Stopping alcohol use for a month is an increasingly common choice, popularized through initiatives like Dry January and Whole30, which eliminates grains, dairy, sugar, legumes and alcohol from the diet for a month.

Miriam Dowling, 31, first tried Whole30 to cut back on processed foods. But after finishing her first round on the diet, she discovered that dairy, gluten and other common food culprits didn’t bother her; it was alcohol that she wanted to eliminate. Dowling, a nurse practitioner who lives in Maine, says she was never a heavy drinker, but she’s now almost entirely sober, save for the occasional hard cider and a glass of wine at her wedding.

“I just didn’t really want to drink alcohol anymore, so I didn’t really reintroduce a lot of alcohol [after Whole30],” she says. “For me, it just isn’t worth the calories. It doesn’t make me feel good. It makes me feel congested, which is strange, and I don’t really like the feeling of feeling dizzy or buzzed.”

Chicago-based registered dietitian Dawn Jackson Blatner says that many of her clients have also given up alcohol for health reasons. “A lot of people will say, ‘Not only is it saving me calories, it’s saving me money from going out. It’s saving me from bad decision making, both in choice and portion of my food,’” she says. Many of Blatner’s clients also say they feel more rested and motivated to exercise.

Drinking is linked with a heightened risk of chronic conditions including liver disease, certain cardiovascular diseases and at least seven different kinds of cancer. And the more you drink, the research suggests, the higher your risk of developing these illnesses. People—who are savvier than ever to fitness, nutrition and mindfulness, thanks to a $3.7 trillion wellness industry that continues to swell—are increasingly unwilling to ignore those associations, Blatner says.

“People want to go gluten-free, people want to go sugar-free,” she says. “Alcohol is not going to be forgotten about when it comes to all these things people are trying to avoid.”

CLUB SÖDA’s Warrington says alcohol may also feel out of place in a health-obsessed culture. “People are investing a lot of time and money in their well-being—physical, emotional, mental—and then drinking a bottle of rosé on a Friday night,” she says. “For more and more people, the obvious disconnect is being revealed.”

But while it’s easy to draw a connection between sober curiosity and health consciousness, the reasons for giving up booze aren’t always physical. According to the American Psychological Association, 57% of Americans are stressed about the political climate, 66% are stressed about the future of the nation and 34%, more than ever before, are stressed about their personal safety.

Bowen, the substance abuse researcher, says people are realizing that drinking is a “false refuge,” especially in times of legitimate anxiety.

“You think it’s going to give you fun and relaxation, but it’s not really what it looks like,” Bowen says. “People are starting to wake up to that and say, ‘I want something different. I want real health, real clarity and real stress relief, and I’m not going to get that from alcohol.’”
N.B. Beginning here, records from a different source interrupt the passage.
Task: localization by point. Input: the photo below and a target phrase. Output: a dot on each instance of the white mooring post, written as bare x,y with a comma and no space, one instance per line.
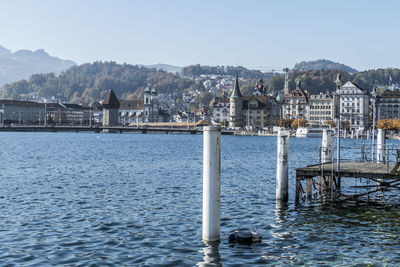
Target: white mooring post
211,183
282,165
380,146
327,146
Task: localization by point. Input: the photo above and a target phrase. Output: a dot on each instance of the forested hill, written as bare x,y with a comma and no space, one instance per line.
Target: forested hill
322,64
196,70
323,80
90,82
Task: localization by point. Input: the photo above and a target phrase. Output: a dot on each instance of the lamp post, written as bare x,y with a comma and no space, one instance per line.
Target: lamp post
45,112
338,85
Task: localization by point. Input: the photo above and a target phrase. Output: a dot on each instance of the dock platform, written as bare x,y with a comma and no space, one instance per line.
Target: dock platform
323,182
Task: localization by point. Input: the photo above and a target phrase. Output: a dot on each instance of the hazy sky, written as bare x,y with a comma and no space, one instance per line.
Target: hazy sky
256,34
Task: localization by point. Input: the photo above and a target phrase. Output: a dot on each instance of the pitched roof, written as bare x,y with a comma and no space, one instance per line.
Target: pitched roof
390,94
111,100
262,99
236,90
127,104
297,93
This confluence of factors provides the push for people like Atkinson, the CLUB SÖDA devotee, to say goodbye to their glasses and tumblers—from time to time, at least.

“The conversation shouldn’t just be limited to the wellness industry, nor should it be labeled a trend. It’s deeper than that,” Atkinson says. “At a time that global, and especially American, politics are in crisis, it’s surely a time to stay woke, not wasted.”